Its a little tricky, but doable. I've done seven batches using nutrient reduction to bottle carb a sweet cider and havent burst any bottles yet, knock on wood. I wrote about it a few months ago. You need low nitrogen juice (which is most organically grown juice), a yeast that uses a lot of nutrients, like a wheat yeast (I've had good results with Wy3333) and a way to contain bottle spills in case they do burst. You may also need to do some experimenting to find the right yeast that works with your juice.
I do find you can make a great backsweetened draft cider using concentrated fresh pressed cider juice.

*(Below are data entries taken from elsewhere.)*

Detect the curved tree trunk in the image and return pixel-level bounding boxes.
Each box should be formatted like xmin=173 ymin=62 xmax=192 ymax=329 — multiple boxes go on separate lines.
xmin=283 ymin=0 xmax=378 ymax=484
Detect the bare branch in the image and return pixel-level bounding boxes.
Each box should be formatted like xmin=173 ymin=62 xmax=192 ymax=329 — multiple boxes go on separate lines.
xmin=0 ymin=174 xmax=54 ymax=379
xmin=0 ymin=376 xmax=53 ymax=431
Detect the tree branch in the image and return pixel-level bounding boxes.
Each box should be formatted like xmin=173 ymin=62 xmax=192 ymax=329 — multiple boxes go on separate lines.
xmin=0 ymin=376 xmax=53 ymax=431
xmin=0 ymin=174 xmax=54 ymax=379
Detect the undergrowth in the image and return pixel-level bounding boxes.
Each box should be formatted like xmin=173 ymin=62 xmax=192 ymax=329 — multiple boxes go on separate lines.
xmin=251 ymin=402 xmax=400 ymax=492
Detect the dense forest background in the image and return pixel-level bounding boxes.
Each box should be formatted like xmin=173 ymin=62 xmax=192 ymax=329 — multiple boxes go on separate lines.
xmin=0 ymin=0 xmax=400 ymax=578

If you keep your kegs cold you have a lot of options. If you use an ale yeast, you will gain the same benefit as cold crashing, the yeast will go dormant and stay that way as long as you dont lose power. Even lager yeasts, which are nearly impossible to crash, will slow way down in a cold keg. Just drink at bit every few days and if it feels like too much pressure is building up, let some out
I ordered a commercial fridge about a week ago. It should be here in another week. It fits in the same space as my old fridge but is taller so it will fit 2 kegs and 2 carboys at the same time. I'll be able to cold crash two batches at a time if I need to and still get my drank on. true temp control so I should be getting more consistent crashes, plus I wont freeze my kegs and accidentally make applejack whenever the basement gets real cold. I'm lookin forward to apple harvest season, presses should be starting up in a few weeks.